Elle était sous la douche.
– Hein ? Et Martial ? Il appelle plus ?
– Je sais pas. J’ai laissé mon portable dans la voiture.
– Ben, allez le chercher ! Qu’est-ce vous attendez ? Qu’on sache !
Il y avait sept appels en absence. Et quatre SMS.
– Qui disent quoi ?
– Toujours la même chose. Que tu l’excites que le diable. Que tes nibards le rendent fou. Qu’il en peut plus. Et quand est-ce que je lui montrerai d’autres photos ? Et que je l’invite ? C’est quand que je l’invite ?
Elle est sortie de la douche. En se frictionnant vigoureusement avec sa grande serviette blanche.
– Le pauvre ! Là, faut vraiment faire quelque chose. On peut pas le laisser dans cet état-là.

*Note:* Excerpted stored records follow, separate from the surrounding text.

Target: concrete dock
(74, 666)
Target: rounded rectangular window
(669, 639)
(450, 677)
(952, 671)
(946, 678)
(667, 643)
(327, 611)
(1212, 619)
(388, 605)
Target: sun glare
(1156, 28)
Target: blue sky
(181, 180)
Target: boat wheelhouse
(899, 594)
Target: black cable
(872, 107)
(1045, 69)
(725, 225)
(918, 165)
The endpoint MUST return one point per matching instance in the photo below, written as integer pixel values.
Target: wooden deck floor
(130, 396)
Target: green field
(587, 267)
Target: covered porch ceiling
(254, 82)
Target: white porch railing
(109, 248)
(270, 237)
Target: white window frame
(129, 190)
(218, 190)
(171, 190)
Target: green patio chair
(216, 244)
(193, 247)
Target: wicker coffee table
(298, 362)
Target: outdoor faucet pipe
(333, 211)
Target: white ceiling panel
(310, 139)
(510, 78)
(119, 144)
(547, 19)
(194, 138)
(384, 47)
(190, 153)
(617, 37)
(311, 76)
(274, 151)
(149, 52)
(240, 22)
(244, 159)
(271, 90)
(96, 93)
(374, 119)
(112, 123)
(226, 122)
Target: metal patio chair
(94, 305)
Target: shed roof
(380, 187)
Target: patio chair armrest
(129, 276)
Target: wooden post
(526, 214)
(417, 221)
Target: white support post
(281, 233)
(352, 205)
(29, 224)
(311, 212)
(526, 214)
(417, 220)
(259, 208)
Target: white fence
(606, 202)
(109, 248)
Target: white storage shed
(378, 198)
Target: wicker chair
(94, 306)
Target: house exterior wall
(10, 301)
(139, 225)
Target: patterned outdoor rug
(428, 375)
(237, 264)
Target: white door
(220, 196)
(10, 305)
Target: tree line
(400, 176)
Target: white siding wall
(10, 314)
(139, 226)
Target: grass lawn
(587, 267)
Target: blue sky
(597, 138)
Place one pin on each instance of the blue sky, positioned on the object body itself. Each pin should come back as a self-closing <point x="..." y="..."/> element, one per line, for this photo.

Ce serait cruel. Allez, appelez-le !
– Pour lui dire quoi ?
– Ce qu’il a envie d’entendre. Et même davantage.
Elle est venue s’asseoir à mes côtés, flanc contre flanc.
– Et mettez le haut-parleur, hein !

– Allô… Martial ?
– Ah, ben, c’est pas trop tôt. Qu’est-ce tu foutais ?
– J’ai des photos.
– D’elle ?
– Évidemment, d’elle. De son cul.
– Oh, putain !
– Mais ça a été chaud. D’un peu plus, je me faisais gauler.
– Envoie ! T’envoies ?
Clorinde a glissé sa main entre ses cuisses.
– Je les ai pas là. Je suis pas chez moi. Mais on se voit, si tu veux.
– Quand ?
– Demain. Demain soir. Six heures. Même endroit que d’habitude.
– Ça marche.
On a raccroché.
– Vous me raconterez, hein !
– Tu sais bien que oui.
Sa main s’est activée plus vite entre ses cuisses.